I saw this movie in the theater when it came out last year. Big Steve Carell fan. He plays "America's Leading Marcel Proust Scholar" (or maybe America's #2 Proust scholar). I have not read more than a few pages of Proust, and only in English at that, so I know very little about him or his work.
Christopher Hitchens, who is kind of a mini-idol to me, once wrote that Proust should not be attempted until one is at least forty. His reasoning being that "The Search for Lost Time" is a book that can only be truly appreciated after you've experienced life -- the ups and the downs and everything in between.
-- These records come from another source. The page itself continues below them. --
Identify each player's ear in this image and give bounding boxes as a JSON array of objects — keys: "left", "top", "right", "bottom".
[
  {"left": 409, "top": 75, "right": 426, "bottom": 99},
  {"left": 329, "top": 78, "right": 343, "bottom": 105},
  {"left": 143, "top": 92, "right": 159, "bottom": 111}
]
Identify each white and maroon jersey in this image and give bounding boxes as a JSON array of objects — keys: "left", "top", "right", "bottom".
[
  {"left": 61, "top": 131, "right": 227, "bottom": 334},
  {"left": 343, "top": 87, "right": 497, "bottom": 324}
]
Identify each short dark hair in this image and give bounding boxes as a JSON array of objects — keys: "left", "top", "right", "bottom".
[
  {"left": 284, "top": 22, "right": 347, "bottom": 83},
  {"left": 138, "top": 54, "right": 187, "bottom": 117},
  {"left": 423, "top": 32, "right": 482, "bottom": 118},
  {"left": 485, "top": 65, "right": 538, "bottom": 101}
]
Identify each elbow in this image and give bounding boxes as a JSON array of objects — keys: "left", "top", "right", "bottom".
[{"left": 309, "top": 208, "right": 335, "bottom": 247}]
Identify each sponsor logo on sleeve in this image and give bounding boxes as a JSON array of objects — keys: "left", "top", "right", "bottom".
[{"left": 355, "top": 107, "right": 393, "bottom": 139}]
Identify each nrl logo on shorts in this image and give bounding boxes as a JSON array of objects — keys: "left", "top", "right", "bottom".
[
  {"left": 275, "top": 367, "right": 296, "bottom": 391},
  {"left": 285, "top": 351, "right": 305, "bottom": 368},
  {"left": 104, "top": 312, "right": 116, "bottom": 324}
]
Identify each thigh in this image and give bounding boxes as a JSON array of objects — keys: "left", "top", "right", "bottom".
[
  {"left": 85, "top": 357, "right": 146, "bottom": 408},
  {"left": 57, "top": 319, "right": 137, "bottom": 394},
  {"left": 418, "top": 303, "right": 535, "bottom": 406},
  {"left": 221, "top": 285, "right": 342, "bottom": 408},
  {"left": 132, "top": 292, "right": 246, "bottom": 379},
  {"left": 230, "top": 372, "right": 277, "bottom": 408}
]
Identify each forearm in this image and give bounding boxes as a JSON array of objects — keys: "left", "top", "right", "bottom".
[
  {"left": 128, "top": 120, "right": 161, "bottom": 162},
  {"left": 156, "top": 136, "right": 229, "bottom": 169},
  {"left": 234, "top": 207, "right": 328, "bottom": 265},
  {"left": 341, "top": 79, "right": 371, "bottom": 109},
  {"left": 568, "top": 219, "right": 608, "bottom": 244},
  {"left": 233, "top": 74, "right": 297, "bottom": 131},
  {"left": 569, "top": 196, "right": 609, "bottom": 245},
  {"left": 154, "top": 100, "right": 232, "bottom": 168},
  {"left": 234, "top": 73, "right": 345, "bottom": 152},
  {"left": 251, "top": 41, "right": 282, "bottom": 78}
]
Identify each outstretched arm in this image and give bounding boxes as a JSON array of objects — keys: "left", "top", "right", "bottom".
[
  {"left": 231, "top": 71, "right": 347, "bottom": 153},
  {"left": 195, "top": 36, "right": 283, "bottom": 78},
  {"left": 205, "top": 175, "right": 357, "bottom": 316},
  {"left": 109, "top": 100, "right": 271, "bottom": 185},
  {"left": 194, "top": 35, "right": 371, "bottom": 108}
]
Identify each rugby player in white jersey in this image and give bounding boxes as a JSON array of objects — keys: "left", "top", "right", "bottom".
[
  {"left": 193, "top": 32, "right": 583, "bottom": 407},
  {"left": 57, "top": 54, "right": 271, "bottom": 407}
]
Based on that recommendation alone, I have both held off reading any more of Proust, and also resolved to make a date with him on October 17th, 2012.
Back to "Little Miss Sunshine." It's funny how you see things in a movie the second time that you missed on the first viewing. I watched this on HBO today and this time it was the scene on the pier outside the hotel that stuck with me.
Steve Carell's character is talking to his nephew about Proust. Here's a bit of the exchange:
Frank: "Y'ever hear of Marcel Proust?"
Dwayne: "He's the guy you teach?"
Frank: "Yeah. French writer. Total loser. Never had a real job. Unrequited love
affairs. Gay. Spent twenty years writing a book almost no one reads. But he
was also probably the greatest writer since Shakespeare. Anyway, he gets down
to the end of his life, he looks back and he decides that all the years he suffered
-- those were the best years of his life. Because they made him who he was.
They forced him to think and grow, and to feel very deeply. And the years he
was happy? Total waste. Didn't learn anything."
Small comfort maybe, when things don't seem to be going your way. But it does sound essentially ... right.
“...and love has such a need to find some justification for itself, some guarantee of duration, in pleasures which without it would have no existence and must cease with its passing.”